なぜ「日本兵1万人」が消えたままなのか…硫黄島に上陸してわかった「ひとつの答え」
なぜ日本兵1万人が消えたままなのか、硫黄島で何が起きていたのか。 民間人の上陸が原則禁止された硫黄島に4度上陸し、日米の機密文書も徹底調査したノンフィクション『硫黄島上陸 友軍ハ地下ニ在リ』が9刷決定と話題だ。 【写真】日本兵1万人が行方不明、「硫黄島の驚きの光景…」 ふだん本を読まない人にも届き、「イッキ読みした」「熱意に胸打たれた」「泣いた」という読者の声も多く寄せられている。
遺骨収集を妨げる側に立っていたのは……
戦没者2万人のうち1万人の遺骨が見つからないミステリー。

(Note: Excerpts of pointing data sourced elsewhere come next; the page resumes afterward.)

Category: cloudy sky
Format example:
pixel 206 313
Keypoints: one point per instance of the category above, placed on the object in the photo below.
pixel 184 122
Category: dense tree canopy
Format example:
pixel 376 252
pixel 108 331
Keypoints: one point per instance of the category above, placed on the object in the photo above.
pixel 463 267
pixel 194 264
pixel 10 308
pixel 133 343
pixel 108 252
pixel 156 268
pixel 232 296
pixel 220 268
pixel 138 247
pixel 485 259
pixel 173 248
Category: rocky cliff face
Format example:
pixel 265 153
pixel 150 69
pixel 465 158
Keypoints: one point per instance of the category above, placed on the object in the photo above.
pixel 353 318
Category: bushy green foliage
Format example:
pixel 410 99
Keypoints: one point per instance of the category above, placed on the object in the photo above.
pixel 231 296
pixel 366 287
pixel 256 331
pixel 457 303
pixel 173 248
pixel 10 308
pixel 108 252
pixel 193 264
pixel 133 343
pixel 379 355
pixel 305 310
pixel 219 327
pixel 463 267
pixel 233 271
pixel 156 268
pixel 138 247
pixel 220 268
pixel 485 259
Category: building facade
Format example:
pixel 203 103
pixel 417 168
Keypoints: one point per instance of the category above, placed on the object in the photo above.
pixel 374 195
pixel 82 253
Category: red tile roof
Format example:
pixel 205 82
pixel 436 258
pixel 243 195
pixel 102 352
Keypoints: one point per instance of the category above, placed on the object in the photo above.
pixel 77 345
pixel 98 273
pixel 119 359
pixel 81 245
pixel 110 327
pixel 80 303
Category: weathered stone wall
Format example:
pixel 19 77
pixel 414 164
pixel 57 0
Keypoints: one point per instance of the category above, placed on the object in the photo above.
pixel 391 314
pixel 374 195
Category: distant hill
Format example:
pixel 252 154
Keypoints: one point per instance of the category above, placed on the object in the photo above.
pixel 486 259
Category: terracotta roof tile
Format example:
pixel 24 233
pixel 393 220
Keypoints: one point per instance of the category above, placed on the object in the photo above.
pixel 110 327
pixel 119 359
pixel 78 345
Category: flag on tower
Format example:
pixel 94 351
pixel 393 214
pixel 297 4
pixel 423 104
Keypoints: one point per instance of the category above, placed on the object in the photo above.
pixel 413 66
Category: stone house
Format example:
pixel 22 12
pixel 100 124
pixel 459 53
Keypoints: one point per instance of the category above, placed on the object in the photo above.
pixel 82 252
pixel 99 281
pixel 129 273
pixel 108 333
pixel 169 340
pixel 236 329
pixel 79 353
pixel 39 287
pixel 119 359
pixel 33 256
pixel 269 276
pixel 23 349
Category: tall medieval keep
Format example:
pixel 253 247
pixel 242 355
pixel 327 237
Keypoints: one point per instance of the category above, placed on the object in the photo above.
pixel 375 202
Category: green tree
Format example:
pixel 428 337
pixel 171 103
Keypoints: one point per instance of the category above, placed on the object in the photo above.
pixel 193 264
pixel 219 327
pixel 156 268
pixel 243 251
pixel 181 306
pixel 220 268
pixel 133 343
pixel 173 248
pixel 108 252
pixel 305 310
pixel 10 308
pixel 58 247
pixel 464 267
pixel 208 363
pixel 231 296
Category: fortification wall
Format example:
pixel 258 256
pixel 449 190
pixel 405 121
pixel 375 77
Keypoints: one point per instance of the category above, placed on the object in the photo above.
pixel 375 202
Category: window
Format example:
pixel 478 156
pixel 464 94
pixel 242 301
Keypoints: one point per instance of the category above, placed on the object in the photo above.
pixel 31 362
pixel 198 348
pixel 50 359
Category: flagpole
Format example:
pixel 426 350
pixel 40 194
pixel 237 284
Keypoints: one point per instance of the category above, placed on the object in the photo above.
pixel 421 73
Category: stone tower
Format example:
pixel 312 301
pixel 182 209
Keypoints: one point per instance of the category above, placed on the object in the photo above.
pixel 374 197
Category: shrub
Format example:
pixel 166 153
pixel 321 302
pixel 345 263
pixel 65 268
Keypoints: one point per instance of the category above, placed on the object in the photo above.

その答えを求め続けた僕は、次のような結論に至った。 戦後の冷戦下で、硫黄島は米軍が核兵器を隠す秘密基地と化していった。核の機密を保持するため、島民帰還を不許可にした。同じ理由で遺骨収集も制限された。核兵器は返還前に硫黄島から撤去されたが、日米両政府は返還時に、「有事核貯蔵」について日本側が黙認したと解釈できる曖昧な機密文書を残した。旧島民の帰還不可方針は返還後も継続することになった。日米合意の中には自衛隊施設の米軍使用を認める項目もあり、1980年ごろから米軍側の要求を背景に基地の拡充が進んだ。さらに1990年代に入ると、本土の基地負担を軽減するため、基地周辺地域に深刻な騒音問題をもたらすFCLPが本土から移転。島民の帰還不許可方針を継続する理由が増えることになった。 一方、遺骨収集団も、年数回しか上陸できないという状況が固定化していった。収集団が365日、島内で作業することは、旧島民の再居住は可能だという証左につながるからだ。収集作業が緩慢に進められた結果、多くの遺骨が土に還ってしまった。 このような現状に至った背景には、メディアの遮断もあった。報道関係者も例に洩れず、上陸の禁止対象だった。結果、硫黄島に関する国民の知識は更新されず、戦争で荒廃しきった、飲み水すらない地獄のような島というイメージが一般化した。そうした中で、旧島民が帰れない現状を問題視する国民の声は、消失していった。 遺骨収集団員として硫黄島に渡った僕は知っている。硫黄島は、地獄ではない。戦前は1000人以上の島民が豊かに暮らす農業の島だった。今も大勢の自衛官や作業員が生活している。雨水を飲料水にする浄水施設や発電施設があり、本土同様の生活をしている。衛星放送を見ることができるし、携帯電話も通じる。 しかし、メディアが盛んに報じるのは、飲み水がない中で死よりも苦しい生を生きた兵士たちの苦闘や、現在も僅かに残る戦車や大砲の残骸ばかり。しかし、実際の硫黄島は地獄の無人島ではなく、大勢の隊員らが本土並みの日常生活を過ごし、しかも風光明媚な美しい景観が広がる楽園のような島なのだ。 そうした報道をしてこなかった一人が、僕だ。むしろ、硫黄島は激戦当時のまま時が止まっているという印象ばかりを社会に与えてこなかったか。 硫黄島戦没者1万人が見つからない原因を作った側に、僕はいたのだ。